Package names in the graph are shortened by default. Like in the CPU call graph, you can enable the full display in the view settings. References are painted as arrows. If you move the mouse over the reference, a tooltip window will be displayed that shows details for the particular reference. Instances that were manually added from the reference views have a blue background. The more recently an instance has been added, the darker the background color. Garbage collector roots have a red background and classes have a yellow background.
By default, the reference graph only shows the direct incoming and outgoing references of the current instance. You can expand the graph by double clicking on any object. This will expand either the direct incoming or the direct outgoing references for that object, depending on the direction you're moving in. With the expansion controls on the left and right sides of an instance you can selectively open incoming and outgoing references. If you need to backtrack, use the undo functionality to restore previous states of the graph, so you don't get distracted by too many nodes. To trim the graph, there are actions for removing all unconnected nodes or even for removing all objects.
Like in the incoming references view, the graph has a Show Path To GC Root button that will expand one or more reference chains to a garbage collector root if available. In addition, there is a Find Path Between Two Selected Nodes action that is active if two instances are selected. It can search for directed and undirected paths and optionally also along weak references. If a suitable path is found, it is shown in red.
Initial object set
When you take a heap snapshot, you can specify options that control the initial object set. If you have recorded allocations, the Select recorded objects check box restricts the initially displayed objects to those that have been recorded. The numbers will usually differ from those in the live memory views, because unreferenced objects are removed by the heap walker.
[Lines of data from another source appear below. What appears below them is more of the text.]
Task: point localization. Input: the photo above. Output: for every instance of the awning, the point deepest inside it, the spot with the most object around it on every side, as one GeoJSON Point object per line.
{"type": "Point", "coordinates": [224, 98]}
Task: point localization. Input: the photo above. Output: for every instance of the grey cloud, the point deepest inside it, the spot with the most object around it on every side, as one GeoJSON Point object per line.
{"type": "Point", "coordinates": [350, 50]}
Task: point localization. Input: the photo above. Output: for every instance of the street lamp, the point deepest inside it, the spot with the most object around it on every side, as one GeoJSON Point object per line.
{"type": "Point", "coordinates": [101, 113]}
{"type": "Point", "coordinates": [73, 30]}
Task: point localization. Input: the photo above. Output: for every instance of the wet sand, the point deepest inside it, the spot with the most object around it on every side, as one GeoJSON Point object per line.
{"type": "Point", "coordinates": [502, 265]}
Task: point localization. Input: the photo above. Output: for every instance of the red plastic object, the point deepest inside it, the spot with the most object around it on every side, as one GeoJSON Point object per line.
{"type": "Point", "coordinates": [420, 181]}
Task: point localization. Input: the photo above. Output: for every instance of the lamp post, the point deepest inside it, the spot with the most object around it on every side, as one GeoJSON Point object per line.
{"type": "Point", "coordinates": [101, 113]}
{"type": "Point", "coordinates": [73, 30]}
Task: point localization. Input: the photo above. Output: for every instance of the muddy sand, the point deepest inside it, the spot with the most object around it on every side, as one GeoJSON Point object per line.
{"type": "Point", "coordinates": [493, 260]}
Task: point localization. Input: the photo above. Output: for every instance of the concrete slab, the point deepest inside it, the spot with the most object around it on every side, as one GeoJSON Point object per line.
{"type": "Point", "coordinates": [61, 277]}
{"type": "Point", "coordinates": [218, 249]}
Unrecorded objects are still present in the heap snapshot, they are just not displayed in the initial object set. With further selection steps you can reach unrecorded objects.
In addition, the heap walker performs a garbage collection and removes weakly referenced objects, except for soft references. This is usually desirable because weakly referenced objects are distracting when looking for memory leaks where only strongly referenced objects are relevant. However, in those cases where you are interested in weakly referenced objects you can tell the heap walker to retain them. The four weak reference types in the JVM are "soft", "weak", "phantom" and "finalizer" and you can chose which of them should be sufficient for retaining an object in the heap snapshot.
If present, weakly referenced objects can be selected or removed from the current object set by using the "Weak reference" inspections in the heap walker.
Marking the heap
Often you want to look at the objects that have been allocated for a particular use case. While you could do this by starting and stopping allocation recording around that use case, there is a much better way that has a lot less overhead and preserves the allocation recording feature for other purposes: The Mark Heap action that is advertised on the heap walker overview and that is also available in the Profiling menu or as a trigger action marks all objects on the heap as "old". When you take the next heap snapshot, it is now clear what the "new" objects should be.
If there was a previous heap snapshot or a mark heap invocation, the title area of the heap walker shows the new instance count and two links titled Use new and Use old that allow you to select either the instances that have been allocated since that point in time, or the surviving instances that were allocated before. This information is available for each object set, so you can drill down first and select new or old instances later on.